Description

5/5 - (2 votes)

For this week’s lab, you’ll simulate a little buffer overrun technique used to hack computers.  You won’t need to change much of the code, but you will need to figure out how to trick the computer into doing this.  And it should help you realize that weirder things than segmentation faults can happen if we get sloppy about writing outside the bounds of an array. This lab builds on the guest lecture from last Friday.

 

Begin by downloading the lab.cxx code from the Moodle, and putting this file in a subdirectory of your machine. Open the file in Geany. This code has 4 functions plus a main().

 

The first function,  void PrintOverrunStack(void* varAddress),  is used to print out the data on

your local memory stack.  You will use this function to see what the code is doing to your stack as it runs.

 

The second function, void Overrun(char* text, char* command), actually contains the line of code with the buffer overrun you’ll exploit.   It’s the line:

strcpy(var1, text);

This line copies a C-type string called text into another C-type string called var1. (C-type strings are the

old-fashioned strings terminated with NULL, like the one in your BigNum string constructor.)  Stop here

a moment and think about what’s likely to happen if var1 and text are different lengths.

 

The third function, void NotCalledExplicitly(char* command), is not something you need to change; it will execute if you can trick the computer into performing the overrun. If this code prints SUCCESS!!, you have solved the problem.  Look closely to see what else has changed now.

 

The fourth function, void CauseOverrun(int argc, char *argv[]), sets up Overrun to run the hack. This function takes an integer input argc, and an array of NULL-terminated string arguments. It gets these argv arguments from the main function.

 

To run the code, compile it in the terminal, using the command:

g++ -Wall -g -m32 -fno-stack-protector -o lab lab.cxx

If you prefer, set your Geany Build commands so the build (ladder) command reads:

g++ -Wall -g -m32 -fno-stack-protector -o “%e” “%f”

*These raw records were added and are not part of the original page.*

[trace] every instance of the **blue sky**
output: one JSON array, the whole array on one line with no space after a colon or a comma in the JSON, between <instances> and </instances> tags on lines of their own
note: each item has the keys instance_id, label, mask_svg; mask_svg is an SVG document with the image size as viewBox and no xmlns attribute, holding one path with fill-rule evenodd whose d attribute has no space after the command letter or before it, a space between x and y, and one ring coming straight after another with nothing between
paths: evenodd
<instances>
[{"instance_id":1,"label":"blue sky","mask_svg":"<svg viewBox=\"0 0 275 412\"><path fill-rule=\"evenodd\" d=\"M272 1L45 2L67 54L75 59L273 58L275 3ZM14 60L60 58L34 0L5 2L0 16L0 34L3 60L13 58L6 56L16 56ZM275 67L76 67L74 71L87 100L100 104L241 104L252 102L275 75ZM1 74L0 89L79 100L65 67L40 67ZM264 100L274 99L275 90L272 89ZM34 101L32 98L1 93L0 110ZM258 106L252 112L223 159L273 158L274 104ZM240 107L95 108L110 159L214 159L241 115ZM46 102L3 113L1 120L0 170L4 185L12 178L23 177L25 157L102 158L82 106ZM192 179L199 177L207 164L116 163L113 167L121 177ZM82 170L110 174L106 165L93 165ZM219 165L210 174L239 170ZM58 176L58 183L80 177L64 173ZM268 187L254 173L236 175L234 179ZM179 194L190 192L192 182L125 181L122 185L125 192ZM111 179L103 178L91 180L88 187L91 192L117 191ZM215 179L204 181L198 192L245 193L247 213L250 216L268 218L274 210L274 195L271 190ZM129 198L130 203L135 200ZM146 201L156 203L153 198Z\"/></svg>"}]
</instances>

We need to add this extra flag (-fno-stack-protector) so the compiler will allow us to perform the

hack.

 

Run the code at the terminal by typing:

./lab

You’ll see the stack variables print before and after the call to the overrun.

 

Now, it’s time to unpack that stack.  Run the code again in the terminal with 2 input arguments by typing:

./lab ls 0x11111111

This calls the lab code with 4 bytes in the text string (in the strcpy) call above.  Run that.  You should see this 0x11111111 address print before and after the call to the overrun.

 

Add another 4 bytes:

 

./lab ls 0x11111111 0x22222222

 

You’ll see the stack variables print before and after the call to the overrun. Where would a third

parameter 0x33333333 end up in your stack? Verify this by changing the above command.

 

So, you can overwrite stack slots with these hexadecimal addresses. Where do you want to stop?  You know that you have the local variables first on the stack—you have just overwritten a couple of these. Next, you have the frame pointer (a single address that points back into the stack), and then right after that, you have the return address for the function, which is the stack slot that we want to overwrite. To identify this, we want to find an address that is near the one for NotCalledExplicitly; this address is different from most of the other addresses you are seeing on the stack.  Given what you know from

./lab ls 0x11111111

 

and

./lab ls 0x11111111 0x22222222

 

 

The first part of the solution is figuring out how many 0xnnnnnnnn inputs it takes to overwrite down to the slot with the return address.  This is a matter of counting the stack slots you overwrite with different inputs.

 

The second part of the solution is figuring out what value to supply last, after the 0xnnnnnnnn inputs, to overwrite the return address of Overrun with the new destination, which is the address of the function you did not explicitly call.

 

When you get the right number of inputs, and the right input address in the right place, you should see that a command you never typed in is now running!  Demo this to your TA. You’ll need to get this task solved in lab, since we won’t get your same memory address results if you send us your working example.

 

When you get this done, re-compile the lab.cxx file with no stack sneakiness:

g++ -Wall -g -m32 -o lab lab.cxx

What happens when you run this code now? Compare it with the output you saw  earlier.